Si nous l’ouvrions plusieurs fois par jour. Si nous lisions les messages de Dieu contenus dans la Bible comme nous lisons les messages du portable, qu’est-ce qui se passerait ? » (5 mars 2017)

Qu’est-ce que je regarde ? Qu’est-ce qui est au centre de mon attention ?

L’écoute oriente notre regard. Quand on nous parle, on tourne la tête.
Il est intéressant de noter que le vocabulaire concernant le regard est très présent dans le récit du premier péché.
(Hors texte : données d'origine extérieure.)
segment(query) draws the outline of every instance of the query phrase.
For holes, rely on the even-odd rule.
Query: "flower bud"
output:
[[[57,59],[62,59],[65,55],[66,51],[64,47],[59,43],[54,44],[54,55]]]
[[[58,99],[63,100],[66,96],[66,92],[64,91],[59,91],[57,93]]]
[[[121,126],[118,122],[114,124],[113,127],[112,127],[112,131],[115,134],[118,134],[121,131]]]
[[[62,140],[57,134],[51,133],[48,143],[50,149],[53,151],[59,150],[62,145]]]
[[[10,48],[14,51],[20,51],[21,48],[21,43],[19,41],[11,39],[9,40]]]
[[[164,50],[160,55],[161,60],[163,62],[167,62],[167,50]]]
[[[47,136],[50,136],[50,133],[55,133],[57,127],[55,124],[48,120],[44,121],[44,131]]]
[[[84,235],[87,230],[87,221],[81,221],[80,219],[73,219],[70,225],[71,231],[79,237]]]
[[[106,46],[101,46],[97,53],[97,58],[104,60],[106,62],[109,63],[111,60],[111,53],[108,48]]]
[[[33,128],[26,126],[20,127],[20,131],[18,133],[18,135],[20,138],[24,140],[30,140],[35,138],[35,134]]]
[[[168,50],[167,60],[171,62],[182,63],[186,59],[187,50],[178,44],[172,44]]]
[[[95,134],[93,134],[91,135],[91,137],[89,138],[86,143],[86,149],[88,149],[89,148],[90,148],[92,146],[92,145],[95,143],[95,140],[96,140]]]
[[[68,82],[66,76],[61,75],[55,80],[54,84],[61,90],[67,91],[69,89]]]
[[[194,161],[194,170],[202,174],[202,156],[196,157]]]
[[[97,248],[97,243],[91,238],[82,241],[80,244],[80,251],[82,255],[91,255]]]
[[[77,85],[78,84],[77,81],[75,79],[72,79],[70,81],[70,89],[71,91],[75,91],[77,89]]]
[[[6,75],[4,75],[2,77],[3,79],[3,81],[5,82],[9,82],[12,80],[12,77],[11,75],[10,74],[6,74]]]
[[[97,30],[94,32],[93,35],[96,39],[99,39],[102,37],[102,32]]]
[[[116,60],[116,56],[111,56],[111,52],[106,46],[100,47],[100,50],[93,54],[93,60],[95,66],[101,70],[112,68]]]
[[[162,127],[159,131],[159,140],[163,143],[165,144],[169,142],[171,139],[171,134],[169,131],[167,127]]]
Satan promet que les “yeux s’ouvriront” ; la femme regarde et considère le fruit :

« La femme vit que l’arbre était bon à manger, séduisant à regarder, précieux pour agir avec clairvoyance. » (Traduction oecuménique de la Bible)

Mais la chute (dans les deux sens du mot !) est brutale : quand Adam et Eve ont pris le fruit, leurs yeux s’ouvrent effectivement mais ils ne voient pas ce qu’ils pensaient, ils voient qu’ils sont nus.

Quand on examine les choses d’un peu plus près, on voit qu’il y a eu un glissement dans le regard : quel est l’arbre qui se trouve au centre du jardin : l’arbre de la vie ou l’arbre de la connaissance du bien et du mal ? Dans le deuxième chapitre de la Genèse, on dit bien que c’est l’arbre de la vie (Gn 2, 9) ; dans le jardin d’Éden, il y a aussi l’arbre de la connaissance du bien et du mal mais on ne sait pas trop où il se trouve. Au chapitre 3, dans sa réponse au serpent, c’est Eve qui présente l’arbre de la connaissance du bien et du mal comme “l’arbre qui est au milieu du jardin” (Gn 3, 3). Il est très intéressant de noter ce déplacement. En prêtant l’oreille aux paroles du serpent, la vue se détourne du centre pour se focaliser sur une partie qui, en réalité, n’est pas au centre. Dans la réalité des choses, c’est bien l’arbre de la vie qui est au centre du jardin ; dans la perception d’Eve qui entre en dialogue avec le serpent : c’est l’arbre de la connaissance du bien et du mal.
Parce qu’elle a écouté la voix du soupçon, Eve se focalise sur l’arbre de la connaissance du bien et du mal : on dirait qu’elle met un zoom. Elle ne voit plus que cela. Elle perd de vue le reste pour ne voir que cela.
Ce qui est au centre, ce n’est plus le don de la vie. Elle ne voit plus que les limites de sa condition humaine créée. Eve ne voit plus le don de Dieu, elle ne voit plus que ce que Dieu ne lui a pas donné. Ce qui est premier, c’est la vie théologale (l’arbre de vie), pas la vie morale (l’arbre de la connaissance du bien et du mal).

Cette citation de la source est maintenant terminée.